"Paul Prescod" <paulp / ActiveState.com> wrote in message
news:4di77.17718$YK4.1545491 / e420r-atl1.usenetserver.com...
> ...
> using regular expressions for these things? Why not use an HTML parser
> module,  XML parser module, FTP module, SMTP module and so forth. I'm
> sure you have a good reason but I just want to understand it.

Well, the XML module or FTP module (I guess) use regular expressions in
them, or they should if they want to make life easy, and that's exactly what
I'm working with.  If I'm not writing the module itself, I'm modifying an
existing module to do what I need.  Often times I need functionality that is
not provided by the standard module.  FTP modules have in the past tended to
lack features, although I can't talk about any Ruby FTP modules as I haven't
used them.  So many "Internet" protocols are text based including the new
xyz protocol that hasn't been made yet.  Writing the module for that
protocol is easier with the power of regular expression text processing
IMHO.

The biggest area I use text processing with is in web sites.  Dynamic sites
like web forums require tons of processing.  Moving database material
around, reading/writing text files and/or e-mails, etc.   Moving and
processing text based database material for reports is so easy in Perl (PHP)
or Ruby mostly because of the regex integration (for me anway).  Sometimes I
need scripts that will process raw HTML and suck out the data I need for
database storage or conversion to another format.

> Do you think that it is possible that we are moving into a
> post-text-munging age.
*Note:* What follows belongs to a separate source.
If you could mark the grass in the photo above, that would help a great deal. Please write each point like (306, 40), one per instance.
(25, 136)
XML and the new XML-based protocols are supposed
> to let you work on the structured data, not the raw text.

Possibly, but I'm processing more text now than I ever did back in the 80's
and 90's.   Mostly because of the web and HTML.   Even though XML makes
accessing the data elements easier, it doesn't process the data in those
elements.   This can often times be regular text (in the case of a web
forum) and regular expressions make working with it so much easier.  I've
worked on projects where we had to convert data from a database or
certificate into XML and back.   It's nice to have something like Perl or
Ruby to help with the conversion process.  Although you can create or read
the XML element it still has to be in the form you want it.  I know very
little about XML though so take all that with a grain of salt. :)

> How does Ruby's depth of RE features compare to Perl's? Is it just the
> case that Ruby has them language-integrated or does it really have all
> of the little tricks and quirks of Perl?

This one I'm not sure of yet because I just haven't used Ruby very much but
it seems really close.

> I tend to think that Python is easier to use and more powerful than Perl
> -- if you leave aside regular expressions. So I would say: "Ruby has the
> regular expressions of Perl and the other features of Python plus a
> little more OO from Smalltalk."

The Python vs. Perl thing probably depends on what you're doing so I can
agree with your statement.  :)

--
// Chris